His pace slowed, and he finally stopped ten feet from the Tibetan welcome table piled high with flags, goods, clothing and literature. He just listened and let the music transport him.
A ten-year-old boy sat behind the table trying to play a Tibetan long horn. His face was alive with concentration as he tried to harmonize its sound with the music that filled the air. Each note he played was too low, but each try brought him closer to the harmony he sought.
A tall, white-haired man, who had been moving through the park as if he were in charge of the event, approached the table, came up to the boy and said: “Cut that out. Quit it.”

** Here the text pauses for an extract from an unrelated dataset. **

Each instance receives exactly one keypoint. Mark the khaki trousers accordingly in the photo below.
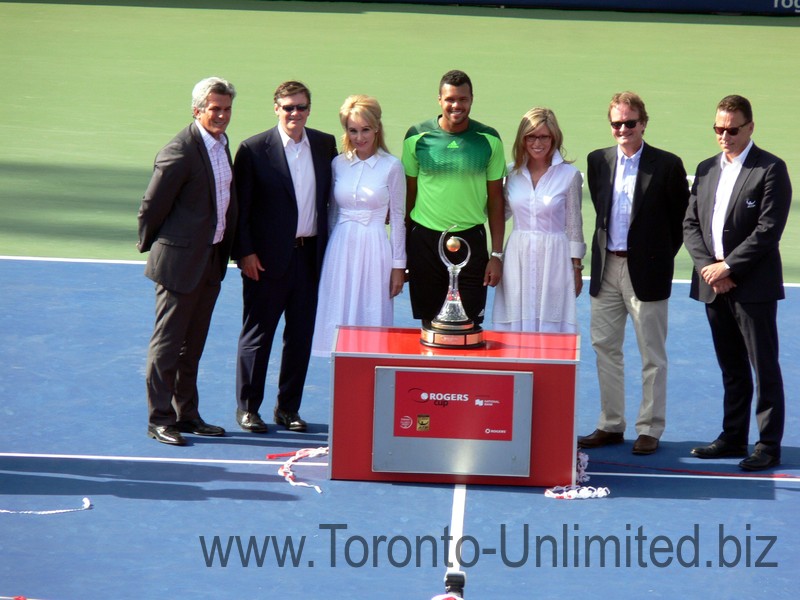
(610, 310)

The boy stopped, and his face went blank. “Ah, the father,” said Matt to himself.
A boy has usually not yet been initiated into the realm of adult activity by the age of 10, but a child’s attempt to belong in the ensemble should be noticed, appreciated and rewarded, not punished. The urge in a child to make a difference is as natural and powerful as the need to love. To make a difference is to be valuable, and (contrary to common cultural assumptions) children naturally want to help as a way of being valued members of a community. To deprive them of the practice of making a difference is a form of mistreatment.
Matt couldn’t let this offense to the child go. He hung around the table for a while, and as he started to walk away, the family dog, who had been lying under the table got up and followed him. The father followed the dog, and as Matt bent over to scratch the dog behind the ears, the two men started making small talk about the fair.
After a few minutes, Matt saw his chance. “I was watching your son play the Tibetan longhorn,” he said. “He has musical talent. I think it was a mistake to shut him down like that. His efforts should be encouraged and rewarded.”
A little surprised, the man said with some embarrassment, “Thank you. You are right. I felt bad doing that. I will give you a dollar to go and tell him.”
“I would, of course, but I think it is for you to do. You are his father, right?”
“I was focusing on the fair, you know. I am in charge and the noise got on my nerves,” he replied.
“I know. All the more reason that you are the one he needs to hear from. He doesn’t need praise for his talent, he needs to know he belongs and that his efforts to be a part of the this wonderful fair are respected and valued.”
The father returned to the table and told the child he was sorry for stopping him and asked him to keep playing. The dog went back under the table.
The secret to building a strong self is making a difference to others. As parents in a kitchen, or as teachers in a kindergarten, the secret to bringing out the best in children is to see their play as work, and to give them real work to do.